The same AI data annotator, why do some people earn 20,000 a month, while others only have 5,000?

Now, two years have passed, Dong Heming started from an ordinary trainee labeler, constantly honed his skills, understood the rules of the industry, and gradually reached the position of senior annotator, team leader and department head. The monthly salary has finally stabilized at 20,000.

At the same time, the group of data annotators is also expanding rapidly, and up to now, there are millions of data annotators across the country, mainly involving autonomous driving, face recognition, voice dialogue and other fields. The work of a large number of data annotators is also delegated to individuals in the form of crowdsourced tasks by large enterprises. But Dong Heming's company still has a large number of orders because it entered the industry earlier, and it is even busier.

Because after 2022, the domestic electric vehicle industry will make collective efforts, the verification of the L3 level of autonomous driving will continue, and the artificial intelligence developed by Internet giants will be online. The annotation data required for a large amount of artificial intelligence is simply astronomical, and it is estimated that in the five years from 2023 to 2028, at least 30 million data annotators will be needed in China. The gap is 10 times the number now.

Dong Heming believes that the data labeling industry will eventually make big waves, and they will be the last batch. Because they entered the industry early, they love this industry even more.

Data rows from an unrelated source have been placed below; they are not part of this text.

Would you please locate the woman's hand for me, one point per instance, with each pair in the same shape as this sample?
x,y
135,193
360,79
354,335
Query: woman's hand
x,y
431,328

Moreover, because the AI market has never stopped developing, AI is becoming the "entrance" for people to enter this society, which makes Dong Heming and other practitioners feel hopeful.

The same AI data annotator, why do some people earn 20,000 a month, while others only have 5,000?

In the era of rapid development of science and technology, the application of various artificial intelligence has sprung up, and with it, the workplace is changeable. Dong Heming's success depends on continuous persistence and hard work, and when most people can't bear this boring and repetitive work, he completed his self-evolution and transformation. As for the new labelers, they have just stepped on the artificial intelligence train and still need to learn from their predecessors how to drive to a bright future.